The scent of mint reaches you before the English strawberry tartlette (£4.30) and the sprig is just the finishing touch. Serving such good pastry gives away where the talents of the chefs lie. Don’t go home without dessert, even if you’re not a ‘dessert person’. The chocolate brownie with pistachio ice cream (£4.30) is another top recommendation.
The bar serves North Yorkshire favourite Black Sheep Ale and three rotating guest ales, which more than suffice. Ciders have slightly less emphasis and lagers almost none, so best to stick with what they know. The decent length wine list has a wide range: the red rioja Bodegas Lan (£18.85) is smooth and velvety; the Brushwood Shiraz Cabernet Sauvignon (£15.30) a touch tart; the Argentine Viognier La Linda Luigi Bosca (£14.20) unoaked and vanilla scented.
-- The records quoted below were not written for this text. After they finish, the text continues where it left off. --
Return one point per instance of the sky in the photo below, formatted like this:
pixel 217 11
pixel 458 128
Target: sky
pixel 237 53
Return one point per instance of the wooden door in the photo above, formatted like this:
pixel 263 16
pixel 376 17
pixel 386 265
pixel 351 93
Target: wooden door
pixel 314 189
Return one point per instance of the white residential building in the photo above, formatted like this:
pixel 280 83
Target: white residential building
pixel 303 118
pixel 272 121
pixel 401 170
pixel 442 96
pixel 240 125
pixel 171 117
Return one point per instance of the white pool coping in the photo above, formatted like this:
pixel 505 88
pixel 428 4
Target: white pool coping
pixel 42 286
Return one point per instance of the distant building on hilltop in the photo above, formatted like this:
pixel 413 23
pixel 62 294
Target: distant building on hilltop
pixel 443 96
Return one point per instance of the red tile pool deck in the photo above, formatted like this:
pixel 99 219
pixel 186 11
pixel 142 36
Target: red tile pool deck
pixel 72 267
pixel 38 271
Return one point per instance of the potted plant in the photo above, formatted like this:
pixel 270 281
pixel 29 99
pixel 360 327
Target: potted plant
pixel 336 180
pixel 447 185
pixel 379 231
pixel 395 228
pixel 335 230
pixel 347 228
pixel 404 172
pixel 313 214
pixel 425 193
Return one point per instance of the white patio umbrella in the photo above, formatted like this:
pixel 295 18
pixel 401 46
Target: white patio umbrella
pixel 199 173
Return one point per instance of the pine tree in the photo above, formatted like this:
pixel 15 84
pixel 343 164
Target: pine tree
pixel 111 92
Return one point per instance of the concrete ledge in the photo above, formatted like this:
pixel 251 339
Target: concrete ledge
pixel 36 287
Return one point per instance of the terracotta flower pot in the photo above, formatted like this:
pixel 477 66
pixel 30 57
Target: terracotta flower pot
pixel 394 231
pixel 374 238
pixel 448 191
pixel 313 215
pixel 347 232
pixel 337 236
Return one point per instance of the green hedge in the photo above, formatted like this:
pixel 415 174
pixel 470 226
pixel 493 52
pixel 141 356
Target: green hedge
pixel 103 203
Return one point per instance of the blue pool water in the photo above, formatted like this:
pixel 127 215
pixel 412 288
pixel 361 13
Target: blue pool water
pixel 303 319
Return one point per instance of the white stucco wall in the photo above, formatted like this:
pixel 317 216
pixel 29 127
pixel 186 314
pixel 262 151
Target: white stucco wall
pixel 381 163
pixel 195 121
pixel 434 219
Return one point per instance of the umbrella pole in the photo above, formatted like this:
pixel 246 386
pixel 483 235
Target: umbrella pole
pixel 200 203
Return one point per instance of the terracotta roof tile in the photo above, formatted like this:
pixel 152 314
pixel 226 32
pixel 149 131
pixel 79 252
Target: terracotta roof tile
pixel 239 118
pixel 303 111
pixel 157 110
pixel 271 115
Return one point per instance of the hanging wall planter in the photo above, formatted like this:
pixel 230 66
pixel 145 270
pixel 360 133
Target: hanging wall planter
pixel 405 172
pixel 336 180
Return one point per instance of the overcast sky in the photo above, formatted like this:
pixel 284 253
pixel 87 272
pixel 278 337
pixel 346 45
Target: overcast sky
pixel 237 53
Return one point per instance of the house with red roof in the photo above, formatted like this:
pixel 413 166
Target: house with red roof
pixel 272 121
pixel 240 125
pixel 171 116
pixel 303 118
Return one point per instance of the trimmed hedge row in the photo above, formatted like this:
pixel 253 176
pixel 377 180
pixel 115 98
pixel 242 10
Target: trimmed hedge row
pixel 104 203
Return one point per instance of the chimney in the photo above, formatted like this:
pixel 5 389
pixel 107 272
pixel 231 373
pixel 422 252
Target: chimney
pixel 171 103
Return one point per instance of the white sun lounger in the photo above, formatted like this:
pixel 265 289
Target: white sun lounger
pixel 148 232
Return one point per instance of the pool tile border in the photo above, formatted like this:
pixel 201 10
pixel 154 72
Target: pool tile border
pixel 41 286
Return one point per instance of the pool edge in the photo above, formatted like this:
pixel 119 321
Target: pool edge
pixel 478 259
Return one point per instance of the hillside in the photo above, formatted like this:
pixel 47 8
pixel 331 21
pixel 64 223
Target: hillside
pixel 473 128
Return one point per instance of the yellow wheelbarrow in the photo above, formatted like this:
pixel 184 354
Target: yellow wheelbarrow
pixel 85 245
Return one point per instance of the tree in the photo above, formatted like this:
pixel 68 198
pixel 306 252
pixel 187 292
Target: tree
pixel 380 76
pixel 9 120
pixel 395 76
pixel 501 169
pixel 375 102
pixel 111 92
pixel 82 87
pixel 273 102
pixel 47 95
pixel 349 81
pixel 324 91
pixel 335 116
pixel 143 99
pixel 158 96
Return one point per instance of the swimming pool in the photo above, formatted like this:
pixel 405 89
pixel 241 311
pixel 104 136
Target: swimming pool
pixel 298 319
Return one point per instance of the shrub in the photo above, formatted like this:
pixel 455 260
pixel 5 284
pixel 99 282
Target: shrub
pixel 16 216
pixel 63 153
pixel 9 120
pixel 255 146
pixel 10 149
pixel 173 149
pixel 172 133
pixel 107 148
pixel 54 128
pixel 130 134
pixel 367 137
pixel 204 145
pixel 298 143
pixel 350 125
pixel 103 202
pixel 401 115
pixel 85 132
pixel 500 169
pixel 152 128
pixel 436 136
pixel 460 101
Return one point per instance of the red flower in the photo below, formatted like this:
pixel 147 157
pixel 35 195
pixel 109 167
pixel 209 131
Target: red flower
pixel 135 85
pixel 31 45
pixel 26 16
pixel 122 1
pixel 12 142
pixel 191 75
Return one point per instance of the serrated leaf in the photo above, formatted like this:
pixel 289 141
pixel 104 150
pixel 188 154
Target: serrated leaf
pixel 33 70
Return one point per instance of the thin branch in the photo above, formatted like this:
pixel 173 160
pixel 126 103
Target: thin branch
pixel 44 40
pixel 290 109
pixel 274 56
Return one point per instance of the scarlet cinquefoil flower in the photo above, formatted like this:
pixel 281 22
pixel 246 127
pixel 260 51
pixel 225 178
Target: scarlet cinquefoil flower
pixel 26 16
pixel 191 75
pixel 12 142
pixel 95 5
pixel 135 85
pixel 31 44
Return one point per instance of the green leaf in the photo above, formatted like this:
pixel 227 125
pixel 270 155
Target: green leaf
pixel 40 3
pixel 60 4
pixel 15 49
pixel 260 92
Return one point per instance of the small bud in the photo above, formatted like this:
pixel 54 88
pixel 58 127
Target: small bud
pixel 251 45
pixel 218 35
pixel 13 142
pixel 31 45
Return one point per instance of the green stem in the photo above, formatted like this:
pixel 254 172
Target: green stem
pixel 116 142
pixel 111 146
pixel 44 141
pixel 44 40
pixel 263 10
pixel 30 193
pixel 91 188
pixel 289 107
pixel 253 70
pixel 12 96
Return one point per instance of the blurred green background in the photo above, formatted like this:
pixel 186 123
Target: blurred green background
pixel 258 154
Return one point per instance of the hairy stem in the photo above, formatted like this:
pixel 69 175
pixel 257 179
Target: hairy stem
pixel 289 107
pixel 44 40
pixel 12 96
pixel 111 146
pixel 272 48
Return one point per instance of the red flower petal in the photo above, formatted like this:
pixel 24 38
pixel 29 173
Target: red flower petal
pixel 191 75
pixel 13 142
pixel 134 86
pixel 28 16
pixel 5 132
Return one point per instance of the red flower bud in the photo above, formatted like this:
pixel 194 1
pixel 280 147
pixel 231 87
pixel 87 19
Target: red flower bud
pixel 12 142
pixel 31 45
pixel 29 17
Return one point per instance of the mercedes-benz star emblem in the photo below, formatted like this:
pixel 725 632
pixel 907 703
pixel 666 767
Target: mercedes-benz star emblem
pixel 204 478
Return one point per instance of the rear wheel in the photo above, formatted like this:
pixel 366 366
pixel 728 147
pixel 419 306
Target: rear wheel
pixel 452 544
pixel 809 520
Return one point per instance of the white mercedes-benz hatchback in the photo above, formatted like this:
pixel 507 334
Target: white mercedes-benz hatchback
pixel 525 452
The list is handily divided into types for white and red: fresh and light, medium and fruity, full-flavoured and aromatic for whites, or a lighter taste, medium and spicy, rich and rounded for the reds. Then there’s the ‘something special’ and rose bottles. All in all, there’s enough for those who know their wine to be getting on with, but guidance for those who don’t.
The Last Word
A quite remarkable pub excelling in many areas, the Prince Regent is a fabulous place to dine or drink.